A few decades ago these mistakes were much less common. If I accidentally struck an ‘e’ instead of an ‘a’ on my typewriter in the 1980s, I would typically catch the error and spend five minutes waiting for the whiteout to dry so that I could roll the paper back into the machine and move on.
Now, largely because of a mathematical equation, we are constantly embarrassing ourselves with mistaken words. Here’s why:
In 1965, Soviet mathematician Vladimir Levenshtein came up with a metric to measure the distance between two sequences. In linguistics, the Levenshtein distance—also called the edit distance—is used to determine the number of single-character edits required to change one word to another. These changes include inserting, removing or changing a letter. For example, the Levenshtein distance between ‘sweat’ and ‘sweet’ is one, while ‘shellfish’ and ‘selfish’ is two.

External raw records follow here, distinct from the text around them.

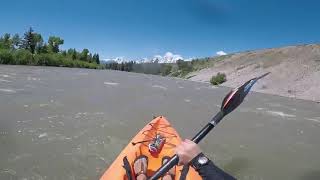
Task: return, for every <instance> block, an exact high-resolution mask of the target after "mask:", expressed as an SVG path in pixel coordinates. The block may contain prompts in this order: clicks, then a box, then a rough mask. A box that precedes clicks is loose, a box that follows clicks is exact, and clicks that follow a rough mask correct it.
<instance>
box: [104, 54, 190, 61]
mask: <svg viewBox="0 0 320 180" xmlns="http://www.w3.org/2000/svg"><path fill="white" fill-rule="evenodd" d="M104 60H105V61H116V62H118V63H122V62H127V61H129V60H128V59H126V58H125V57H123V56H121V57H116V58H109V59H104ZM177 60H184V58H183V57H182V56H181V55H179V54H173V53H172V52H166V53H165V54H164V55H163V56H161V55H159V54H157V55H154V56H153V58H141V59H140V60H136V62H137V63H147V62H158V63H175V62H176V61H177ZM186 60H190V59H186Z"/></svg>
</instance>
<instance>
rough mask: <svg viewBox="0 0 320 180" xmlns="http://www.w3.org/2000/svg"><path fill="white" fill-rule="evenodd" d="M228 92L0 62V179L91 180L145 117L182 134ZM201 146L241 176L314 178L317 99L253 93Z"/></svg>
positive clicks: (111, 76) (76, 70)
mask: <svg viewBox="0 0 320 180" xmlns="http://www.w3.org/2000/svg"><path fill="white" fill-rule="evenodd" d="M228 90H229V89H227V88H223V87H221V88H213V87H211V86H210V85H209V84H205V83H198V82H192V81H185V80H180V79H175V78H165V77H159V76H151V75H143V74H135V73H125V72H116V71H106V70H86V69H69V68H54V67H29V66H0V179H1V180H2V179H9V180H10V179H12V180H16V179H19V180H20V179H21V180H29V179H30V180H37V179H39V180H40V179H48V180H51V179H53V180H61V179H65V180H69V179H70V180H73V179H98V178H99V177H100V176H101V174H102V173H103V172H104V171H105V170H106V168H107V167H108V165H110V164H111V163H112V161H113V160H114V159H115V157H116V156H117V155H118V153H119V152H120V151H121V149H122V148H124V146H125V145H126V144H127V143H128V142H129V140H130V139H131V138H132V136H134V135H135V134H136V133H137V131H139V130H140V129H141V128H142V127H143V126H144V125H145V124H146V123H147V122H149V121H150V120H151V119H152V117H153V116H155V115H164V116H166V117H167V118H168V119H169V120H170V122H171V123H172V125H173V126H174V127H175V128H176V129H177V131H178V132H180V135H181V136H182V137H184V138H188V137H189V138H190V137H192V136H193V135H194V134H195V133H196V132H197V131H198V130H199V129H201V127H202V126H203V125H205V124H206V123H207V121H208V120H209V119H210V117H211V116H212V115H213V114H214V113H215V112H217V111H218V109H219V106H220V103H221V100H222V98H223V97H224V96H225V95H226V93H227V91H228ZM200 146H201V148H202V149H203V151H204V152H205V153H206V154H207V155H208V156H209V157H210V158H211V159H213V160H214V162H215V163H216V164H217V165H218V166H219V167H221V168H223V169H224V170H226V171H228V172H230V173H231V174H232V175H234V176H236V177H237V178H239V179H257V180H262V179H297V180H300V179H320V156H319V152H320V105H319V104H317V103H314V102H311V101H303V100H294V99H289V98H285V97H279V96H271V95H265V94H260V93H251V94H250V95H249V96H248V98H247V99H246V101H245V102H244V103H243V104H242V105H241V106H240V107H239V108H238V109H237V110H236V111H235V112H233V113H232V114H230V115H228V116H227V117H226V118H225V119H224V120H223V121H222V122H221V124H219V126H218V127H217V128H216V129H214V131H213V132H212V133H210V135H208V136H207V137H206V139H205V140H204V141H203V142H201V143H200Z"/></svg>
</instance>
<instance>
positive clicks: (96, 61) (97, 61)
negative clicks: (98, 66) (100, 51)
mask: <svg viewBox="0 0 320 180" xmlns="http://www.w3.org/2000/svg"><path fill="white" fill-rule="evenodd" d="M92 59H93V62H95V63H97V64H100V59H99V54H93V57H92Z"/></svg>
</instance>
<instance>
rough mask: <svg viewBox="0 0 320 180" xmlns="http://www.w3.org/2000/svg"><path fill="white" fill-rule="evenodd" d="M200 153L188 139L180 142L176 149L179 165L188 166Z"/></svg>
mask: <svg viewBox="0 0 320 180" xmlns="http://www.w3.org/2000/svg"><path fill="white" fill-rule="evenodd" d="M201 152H202V151H201V149H200V148H199V146H198V145H197V144H196V143H194V142H193V141H190V140H189V139H186V140H184V141H182V143H181V144H180V145H178V146H177V147H176V154H177V155H178V157H179V165H186V164H188V163H189V162H190V161H191V160H192V159H193V158H195V157H196V156H197V155H198V154H200V153H201Z"/></svg>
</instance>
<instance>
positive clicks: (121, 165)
mask: <svg viewBox="0 0 320 180" xmlns="http://www.w3.org/2000/svg"><path fill="white" fill-rule="evenodd" d="M157 134H161V135H162V136H164V137H165V138H166V142H165V144H164V145H163V148H162V150H161V152H160V153H159V154H157V155H151V153H150V152H149V149H148V144H149V142H144V143H139V144H135V145H133V144H132V142H139V141H146V140H150V139H152V138H154V137H155V136H156V135H157ZM180 143H181V138H180V136H179V134H178V133H177V132H176V130H175V129H174V128H173V127H172V126H171V124H170V123H169V122H168V121H167V120H166V118H165V117H163V116H159V117H157V118H155V119H153V120H152V121H151V122H150V123H148V124H147V125H146V126H145V127H144V128H143V129H142V130H140V131H139V133H138V134H137V135H136V136H135V137H134V138H133V139H132V140H131V141H130V142H129V144H128V145H127V146H126V147H125V148H124V149H123V150H122V152H121V153H120V154H119V155H118V157H117V158H116V159H115V160H114V162H113V163H112V164H111V165H110V167H109V168H108V169H107V170H106V171H105V173H104V174H103V175H102V177H101V179H100V180H107V179H108V180H109V179H114V180H123V179H127V176H126V170H125V169H124V168H123V164H124V163H123V158H124V157H126V158H127V159H128V161H129V163H130V166H131V171H132V173H134V172H133V163H134V160H135V159H136V157H138V156H140V155H145V156H147V157H148V171H147V175H148V176H151V175H152V174H153V173H154V172H155V171H156V170H157V169H159V168H160V166H161V165H162V159H163V157H166V156H169V157H171V156H173V155H174V154H175V151H174V150H175V147H176V146H177V145H179V144H180ZM181 170H182V166H175V172H176V176H175V179H179V178H180V175H181ZM131 175H132V177H134V174H131ZM133 179H135V178H133ZM186 179H187V180H191V179H192V180H197V179H201V177H200V176H199V175H198V173H197V172H196V171H195V170H194V169H193V168H192V167H190V168H189V171H188V174H187V177H186Z"/></svg>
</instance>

The Levenshtein distance is now used to code programs, which benefit from the matching of words. These include speech recognition, plagiarism detection, auto spelling correction, and word suggestion. When it comes to spelling, if a text contains a word that is not in the dictionary, the computer will replace it with a frequently used dictionary word with the closest Levenshtein distance. The program will also consider keyboard distance, possible omitted spaces and prefixes.
Although I find programs like autocorrect and voice translation very helpful, some of the resulting errors can be downright hysterical. One popular website shows a text in which a father writes his son “mom and I are going to Divorce next week.” When the kid responds with a terrified, “WHAT?! Call me!” The dad explains, “oh, sorry…auto correct changed Disney to Divorce.” In another, a mother tells her daughter, “honey, I’m going to teach you how to drink this weekend. I think you’ll be good at it.” ‘Drink,’ in this place, was intended to be ‘drive.’
You may wonder how ‘divorce’ can replace ‘Disney’ as they don’t seem to have a close Levenshtein distance. My theory is that when typing on or speaking into the phone, we tend to be sloppy or quick. If the finger accidentally presses a ‘v’ after ‘di,’ perhaps the computer jumps to ‘divorce’ because it is commonly used in that person’s phone.
So why do we find these word slip-ups so funny? According to the 19th century philosopher Arthur Schopenhauer, humor arises when our expectations are violated. The basic idea behind his “Incongruity Theory” is that we live in a world of patterns and order. This is especially true when it comes to language—we follow expected rules. When we see or hear something that doesn’t fit these rules (like me telling my son not to be a shellfish), we laugh.
I suspect that it’s only a matter of time before the algorithm improves and these silly errors become less prominent. Until then, let’s enjoy the levity of word play. Take a few minutes to scroll through autocorrect fails online and you will find yourself in tears.
Words are so important to our social interactions and I think it’s hopeful that the social faux pas of mistaking ‘pubic’ for ‘public’ or ‘anus’ for ‘angus’ still has the ability to bring the 10-year-old silliness out in all of us.